The Colorado Supreme Court agreed on Tuesday to take up an appeal of a state judge’s ruling allowing former President Donald J. Trump to remain on the state’s primary ballot, in a nationwide battle over his eligibility to run for president again.
Plaintiffs, citing Mr. Trump’s efforts to overturn the 2020 election, argued that Section 3 of the 14th Amendment disqualifies anyone who “engaged in insurrection or rebellion” against the Constitution after having taken an oath to support it.
Judge Sarah B. Wallace ruled that Mr. Trump had engaged in insurrection with his actions before and during the Jan. 6, 2021, attack on the U.S. Capitol. But she allowed Mr. Trump to remain on the ballot anyway on the narrow grounds that the disqualification clause of the 14th Amendment did not apply to the president of the United States.
A spokesman for Mr. Trump, Steven Cheung, said in a statement after Judge Wallace’s ruling last week that it was “another nail in the coffin of the un-American ballot challenges.”
The plaintiffs filed their appeal to the Colorado Supreme Court on Monday evening, and the court agreed to hear the case on an accelerated timetable.

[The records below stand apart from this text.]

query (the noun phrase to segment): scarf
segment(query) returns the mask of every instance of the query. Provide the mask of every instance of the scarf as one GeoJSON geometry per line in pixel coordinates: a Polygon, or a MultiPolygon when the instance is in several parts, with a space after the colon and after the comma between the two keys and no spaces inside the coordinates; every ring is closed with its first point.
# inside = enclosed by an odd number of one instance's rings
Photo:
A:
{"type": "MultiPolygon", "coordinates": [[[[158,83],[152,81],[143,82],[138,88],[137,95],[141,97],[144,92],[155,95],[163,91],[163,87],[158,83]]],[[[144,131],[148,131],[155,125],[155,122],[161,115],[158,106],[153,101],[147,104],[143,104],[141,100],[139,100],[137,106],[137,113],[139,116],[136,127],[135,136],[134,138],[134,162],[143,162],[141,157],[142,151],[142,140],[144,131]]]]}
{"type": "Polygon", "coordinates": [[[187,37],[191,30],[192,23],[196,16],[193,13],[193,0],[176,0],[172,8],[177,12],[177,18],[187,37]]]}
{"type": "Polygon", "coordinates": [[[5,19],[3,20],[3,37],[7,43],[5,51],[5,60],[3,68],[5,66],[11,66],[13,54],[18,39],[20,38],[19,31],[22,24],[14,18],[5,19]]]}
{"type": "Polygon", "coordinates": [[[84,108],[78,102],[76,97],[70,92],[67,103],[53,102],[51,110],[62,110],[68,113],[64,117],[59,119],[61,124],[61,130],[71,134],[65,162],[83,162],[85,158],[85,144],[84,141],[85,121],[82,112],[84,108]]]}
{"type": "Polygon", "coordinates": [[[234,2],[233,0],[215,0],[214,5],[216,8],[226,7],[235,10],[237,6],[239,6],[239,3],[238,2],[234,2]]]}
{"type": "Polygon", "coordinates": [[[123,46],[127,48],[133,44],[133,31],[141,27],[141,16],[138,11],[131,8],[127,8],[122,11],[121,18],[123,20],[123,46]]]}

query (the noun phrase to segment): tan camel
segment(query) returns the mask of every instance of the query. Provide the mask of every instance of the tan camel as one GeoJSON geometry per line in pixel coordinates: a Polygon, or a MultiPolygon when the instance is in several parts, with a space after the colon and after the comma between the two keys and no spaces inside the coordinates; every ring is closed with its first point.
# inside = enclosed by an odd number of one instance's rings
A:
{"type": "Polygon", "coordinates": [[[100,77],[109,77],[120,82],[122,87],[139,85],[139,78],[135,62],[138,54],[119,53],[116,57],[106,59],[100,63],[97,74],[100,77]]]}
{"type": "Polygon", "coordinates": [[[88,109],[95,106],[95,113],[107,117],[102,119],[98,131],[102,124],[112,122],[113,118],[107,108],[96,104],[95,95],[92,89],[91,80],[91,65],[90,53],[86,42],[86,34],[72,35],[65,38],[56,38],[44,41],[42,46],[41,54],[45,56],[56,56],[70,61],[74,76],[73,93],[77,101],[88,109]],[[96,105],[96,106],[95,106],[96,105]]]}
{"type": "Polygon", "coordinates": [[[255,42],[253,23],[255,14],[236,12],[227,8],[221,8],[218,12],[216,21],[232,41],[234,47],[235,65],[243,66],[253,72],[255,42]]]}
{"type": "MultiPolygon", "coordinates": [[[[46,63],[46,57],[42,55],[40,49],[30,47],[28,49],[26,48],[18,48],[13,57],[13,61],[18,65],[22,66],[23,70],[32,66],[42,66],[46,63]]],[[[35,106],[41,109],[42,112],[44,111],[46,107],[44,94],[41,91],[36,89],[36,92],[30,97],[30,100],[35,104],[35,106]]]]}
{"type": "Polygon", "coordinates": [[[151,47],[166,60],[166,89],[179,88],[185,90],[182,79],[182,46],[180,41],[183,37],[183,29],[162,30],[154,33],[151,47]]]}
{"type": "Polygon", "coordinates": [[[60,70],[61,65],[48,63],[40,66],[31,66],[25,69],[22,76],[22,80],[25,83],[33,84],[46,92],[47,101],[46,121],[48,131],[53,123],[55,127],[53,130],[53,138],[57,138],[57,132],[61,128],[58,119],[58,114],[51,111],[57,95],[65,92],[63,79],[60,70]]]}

Mr. Trump’s lawyers must file a brief in the case by next Monday, and oral arguments are scheduled to begin on Dec. 6.
Jena Griswold, the Colorado secretary of state and a Democrat, has previously said she would follow whatever ruling was in place on Jan. 5, 2024, the state’s deadline for certifying candidates on the ballot for the March 5 primary.
Mario Nicolais, a lawyer for the plaintiffs, said that the fast pace of the court schedule indicated that “the Supreme Court has taken this with the seriousness that it requires,” adding that “we are confident that we will come away from the Colorado Supreme Court with a victory and that he will be barred from being on the ballot.”